Dasuki, who is standing trial for alleged unlawful possession of fire arms and money-laundering applied for the release of his passport which is in the court’s custody to enable him seek foreign medical attention for his deteriorating health occasioned by prostrate cancer.
Delivering ruling on the application filed by Dasuki, Justice Adeniyi Ademola, who was moved by the situation, granted the former NSA a period of three weeks within which to take care of his health abroad and return to the country.
However, Ademola, who had earlier granted bail to Dasuki on self-recognition, varied the bail condition, which now included a surety who will write an undertaking to produce the accused person on the next adjourned date.
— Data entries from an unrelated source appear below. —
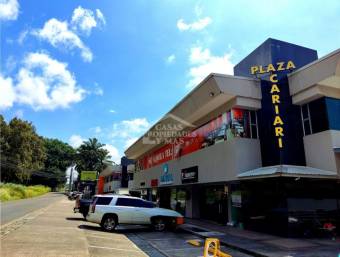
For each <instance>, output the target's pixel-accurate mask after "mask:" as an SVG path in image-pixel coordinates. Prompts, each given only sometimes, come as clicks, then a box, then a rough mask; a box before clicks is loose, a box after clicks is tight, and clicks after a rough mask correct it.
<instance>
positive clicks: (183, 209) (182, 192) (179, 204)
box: [170, 188, 187, 216]
mask: <svg viewBox="0 0 340 257" xmlns="http://www.w3.org/2000/svg"><path fill="white" fill-rule="evenodd" d="M186 196H187V192H186V190H185V189H181V188H172V189H171V197H170V207H171V209H173V210H175V211H177V212H179V213H180V214H182V215H183V216H185V208H186Z"/></svg>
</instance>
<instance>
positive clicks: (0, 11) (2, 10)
mask: <svg viewBox="0 0 340 257" xmlns="http://www.w3.org/2000/svg"><path fill="white" fill-rule="evenodd" d="M18 14H19V3H18V1H17V0H0V20H1V21H6V20H16V19H17V18H18Z"/></svg>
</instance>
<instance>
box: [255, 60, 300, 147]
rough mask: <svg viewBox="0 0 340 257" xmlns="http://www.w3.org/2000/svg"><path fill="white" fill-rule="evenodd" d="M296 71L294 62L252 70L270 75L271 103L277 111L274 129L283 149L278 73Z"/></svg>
mask: <svg viewBox="0 0 340 257" xmlns="http://www.w3.org/2000/svg"><path fill="white" fill-rule="evenodd" d="M291 69H295V65H294V63H293V61H288V62H287V63H285V62H277V63H276V64H272V63H270V64H268V65H267V66H266V67H263V66H262V65H260V66H253V67H251V68H250V71H251V74H253V75H255V74H264V73H270V75H269V81H270V82H271V86H270V94H271V100H272V101H271V102H272V104H273V109H274V111H275V117H274V119H273V123H272V125H273V127H274V130H275V137H276V138H277V145H278V147H279V148H283V141H282V138H283V136H284V129H283V125H284V120H283V118H282V117H281V115H280V105H281V101H282V99H280V93H281V89H280V85H279V80H278V77H277V72H280V71H285V70H291Z"/></svg>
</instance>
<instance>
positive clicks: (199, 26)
mask: <svg viewBox="0 0 340 257" xmlns="http://www.w3.org/2000/svg"><path fill="white" fill-rule="evenodd" d="M211 22H212V19H211V18H210V17H205V18H201V19H199V20H197V21H194V22H192V23H185V22H184V20H183V19H179V20H178V21H177V28H178V29H179V30H180V31H185V30H191V31H198V30H202V29H204V28H205V27H206V26H208V25H209V24H210V23H211Z"/></svg>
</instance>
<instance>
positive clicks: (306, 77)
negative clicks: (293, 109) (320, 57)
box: [288, 49, 340, 104]
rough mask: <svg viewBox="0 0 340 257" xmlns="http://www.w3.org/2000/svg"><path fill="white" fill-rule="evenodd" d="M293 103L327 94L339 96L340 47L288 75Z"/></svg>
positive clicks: (327, 94)
mask: <svg viewBox="0 0 340 257" xmlns="http://www.w3.org/2000/svg"><path fill="white" fill-rule="evenodd" d="M288 80H289V91H290V94H291V96H292V100H293V104H304V103H307V102H310V101H313V100H315V99H317V98H320V97H323V96H328V97H334V98H340V49H337V50H335V51H333V52H331V53H330V54H328V55H326V56H324V57H322V58H320V59H318V60H315V61H314V62H311V63H309V64H307V65H305V66H303V67H301V68H299V69H297V70H295V71H294V72H292V73H290V74H289V75H288Z"/></svg>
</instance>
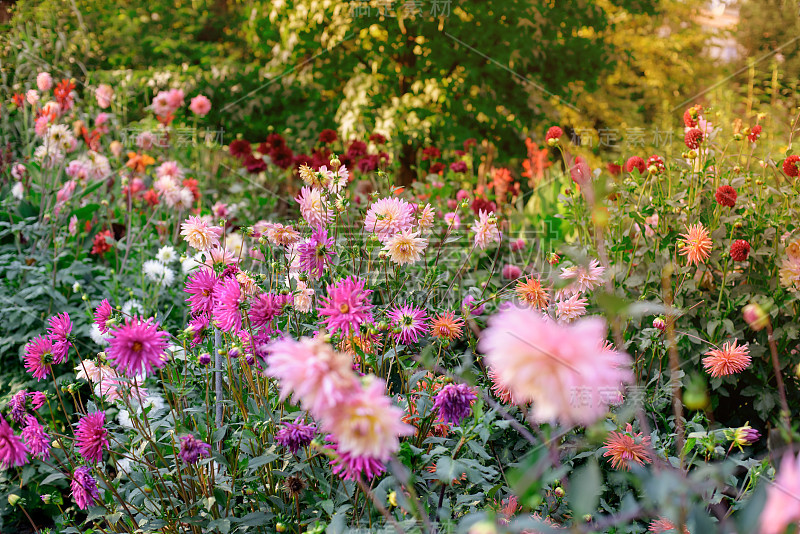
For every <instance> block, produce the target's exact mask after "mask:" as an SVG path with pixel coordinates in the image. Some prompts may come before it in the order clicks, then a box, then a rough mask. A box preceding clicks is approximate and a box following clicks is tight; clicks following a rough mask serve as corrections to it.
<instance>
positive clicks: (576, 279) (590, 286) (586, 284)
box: [561, 260, 606, 295]
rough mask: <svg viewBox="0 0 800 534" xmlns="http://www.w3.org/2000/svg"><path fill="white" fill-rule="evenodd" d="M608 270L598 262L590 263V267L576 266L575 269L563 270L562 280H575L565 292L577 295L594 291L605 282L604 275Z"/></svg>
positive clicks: (598, 261) (572, 267)
mask: <svg viewBox="0 0 800 534" xmlns="http://www.w3.org/2000/svg"><path fill="white" fill-rule="evenodd" d="M605 270H606V268H605V267H603V266H602V265H600V262H599V261H597V260H592V261H590V262H589V265H588V266H583V265H575V266H573V267H562V268H561V279H562V280H574V282H572V283H571V284H570V285H568V286H567V287H565V288H564V289H563V291H564V292H565V293H566V294H567V295H574V294H575V293H585V292H589V291H591V290H593V289H594V288H596V287H597V286H599V285H600V284H601V283H602V282H603V273H604V272H605Z"/></svg>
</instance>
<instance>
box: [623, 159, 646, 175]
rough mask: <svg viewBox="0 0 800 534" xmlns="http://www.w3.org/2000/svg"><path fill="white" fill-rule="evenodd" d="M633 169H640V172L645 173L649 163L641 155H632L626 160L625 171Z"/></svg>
mask: <svg viewBox="0 0 800 534" xmlns="http://www.w3.org/2000/svg"><path fill="white" fill-rule="evenodd" d="M633 169H638V170H639V174H644V173H645V172H646V171H647V165H645V164H644V160H643V159H642V158H640V157H639V156H632V157H630V158H628V161H627V162H625V172H633Z"/></svg>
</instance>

In addition, Justice Ademola also said the surety should be ready to take the position of the accused in case the former NSA refuses to return to the country to answer charges proffered against him by the Federal Government.
In the alternative, Justice Ademola ordered that any of the senior counsel to the accused person could sign an undertaking to take his place before his passport is released.
In the ruling, which lasted over an hour, the judge dismissed the objection of the Federal Government to the request of Dasuki, adding that it was the right of every citizen of Nigeria to choose where to seek medical attention.
He disagreed with the prosecution that the disease could be treated in Nigeria, adding that a letter from the Chief Medical Director of the National Hospital is of no probate value because the letter did not say categorically that the disease can be treated at the hospital.
Justice Ademola dismissed the claims of the prosecution that the three weeks period if granted the accused will delay the trial, adding that from the record of the court, the delay in the trial had always been at the instance of the prosecution.